At the request of Poojya Mapalagama Vipulasara Himi of Rathmalana Paramadhammachethiya Pirivena, in 1977 the school was declared open by the Minister of Education, Al Haj Badl-ud-Din, as “Sri Sadhissara Maha Vidyalaya”. The first principal was L. P. Wijesundara. The school received the approval to teach science and commerce streams for grades 10 and 11.

In 1982, due to the influence of the Minister of Education, Ranil Wickramasinghe and Rathmalana Electorate parliament member Lalith Athulathmudali, the “Hena Para primary school” was joined with “Sri Sadhissara Maha Vidyalaya” creating a new school, South Colombo Science College.

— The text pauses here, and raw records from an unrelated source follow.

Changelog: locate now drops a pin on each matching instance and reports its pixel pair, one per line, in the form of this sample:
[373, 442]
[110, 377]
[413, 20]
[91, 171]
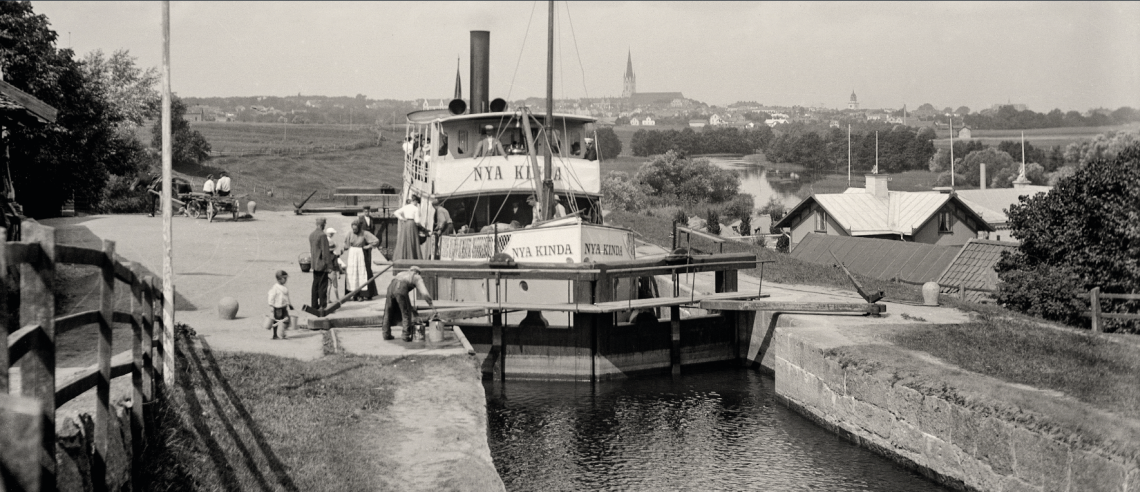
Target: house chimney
[877, 185]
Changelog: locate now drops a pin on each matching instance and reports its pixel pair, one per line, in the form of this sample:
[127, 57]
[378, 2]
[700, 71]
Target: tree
[187, 145]
[609, 145]
[130, 91]
[1086, 228]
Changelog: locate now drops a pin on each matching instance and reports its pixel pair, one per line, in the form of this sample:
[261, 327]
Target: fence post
[3, 314]
[103, 383]
[1094, 306]
[159, 343]
[38, 368]
[138, 399]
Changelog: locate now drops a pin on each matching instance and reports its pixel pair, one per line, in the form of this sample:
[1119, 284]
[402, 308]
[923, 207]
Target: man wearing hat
[399, 303]
[489, 146]
[368, 223]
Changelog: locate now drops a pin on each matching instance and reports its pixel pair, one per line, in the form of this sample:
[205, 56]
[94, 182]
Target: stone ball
[227, 308]
[930, 293]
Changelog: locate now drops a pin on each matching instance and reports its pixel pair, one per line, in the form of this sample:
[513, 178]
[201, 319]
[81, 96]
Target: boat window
[461, 144]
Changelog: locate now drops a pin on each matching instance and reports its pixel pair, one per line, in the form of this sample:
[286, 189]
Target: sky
[1044, 55]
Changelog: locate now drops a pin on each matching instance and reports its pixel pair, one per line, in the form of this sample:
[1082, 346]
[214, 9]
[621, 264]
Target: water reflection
[716, 429]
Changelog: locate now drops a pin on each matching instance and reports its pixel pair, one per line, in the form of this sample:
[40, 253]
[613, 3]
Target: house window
[945, 222]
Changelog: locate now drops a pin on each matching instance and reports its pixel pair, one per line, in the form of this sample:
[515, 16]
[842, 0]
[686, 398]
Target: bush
[1044, 292]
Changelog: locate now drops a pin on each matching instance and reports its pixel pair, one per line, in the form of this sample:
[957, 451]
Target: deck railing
[30, 335]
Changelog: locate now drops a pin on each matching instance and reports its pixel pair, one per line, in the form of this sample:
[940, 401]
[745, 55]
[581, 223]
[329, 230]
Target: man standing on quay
[320, 259]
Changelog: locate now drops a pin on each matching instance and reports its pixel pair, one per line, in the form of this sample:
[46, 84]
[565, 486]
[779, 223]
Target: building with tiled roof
[993, 204]
[974, 267]
[876, 212]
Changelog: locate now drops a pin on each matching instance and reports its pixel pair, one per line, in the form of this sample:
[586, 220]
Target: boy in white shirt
[279, 303]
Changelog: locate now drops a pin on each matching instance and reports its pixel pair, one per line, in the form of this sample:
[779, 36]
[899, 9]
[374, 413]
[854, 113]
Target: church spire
[458, 85]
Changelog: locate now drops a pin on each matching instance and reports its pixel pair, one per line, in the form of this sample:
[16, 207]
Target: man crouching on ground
[400, 304]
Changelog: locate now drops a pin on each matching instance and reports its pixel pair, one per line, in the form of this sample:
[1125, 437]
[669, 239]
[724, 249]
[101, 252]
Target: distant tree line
[709, 140]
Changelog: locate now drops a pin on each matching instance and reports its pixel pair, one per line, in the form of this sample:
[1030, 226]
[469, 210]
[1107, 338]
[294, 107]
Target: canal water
[711, 429]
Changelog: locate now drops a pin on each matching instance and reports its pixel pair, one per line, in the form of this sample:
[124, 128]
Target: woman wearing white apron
[356, 242]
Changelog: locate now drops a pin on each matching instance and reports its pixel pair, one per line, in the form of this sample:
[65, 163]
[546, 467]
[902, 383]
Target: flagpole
[168, 256]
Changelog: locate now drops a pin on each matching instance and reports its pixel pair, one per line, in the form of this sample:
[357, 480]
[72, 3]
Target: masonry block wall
[965, 448]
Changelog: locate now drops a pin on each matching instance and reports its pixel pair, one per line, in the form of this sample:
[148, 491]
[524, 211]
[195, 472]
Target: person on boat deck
[356, 270]
[399, 303]
[591, 150]
[536, 211]
[407, 245]
[489, 145]
[560, 210]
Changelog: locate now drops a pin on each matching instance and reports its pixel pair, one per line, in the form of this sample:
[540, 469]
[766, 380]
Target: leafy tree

Prof. L. A. Vitharana assumed duties as the first principal of the Science College. Vitharana was able to increase the number of students to 750. He was the pioneer of the school flag and the college song. During his tenure extracurricular activities of the college reached national level.

Past principals

 L. P. Wijesundara
 Prof. L. A. Vitharana
 K. K. Wijepala
 R.N.Edissooriya
 Kithsiri Samarasinghe
 P. D. Dahanayake
 Gamini Sisil Silva
 M. T. Tuder
 H. M. S. K. Kodikara
 Ananda Nagasinghe
 Dayarathna Bandara
 D. B. Peramuna

Houses

There are four houses at the college, students are allocated to them according to their admission number. The houses are: Faraday,Darwin and Luvi

Sports

Rugby
In 2015 Science College won the Milo President's Trophy Knockout Tournament for the first time, after they defeated Isipathana College, 21–18 in the final.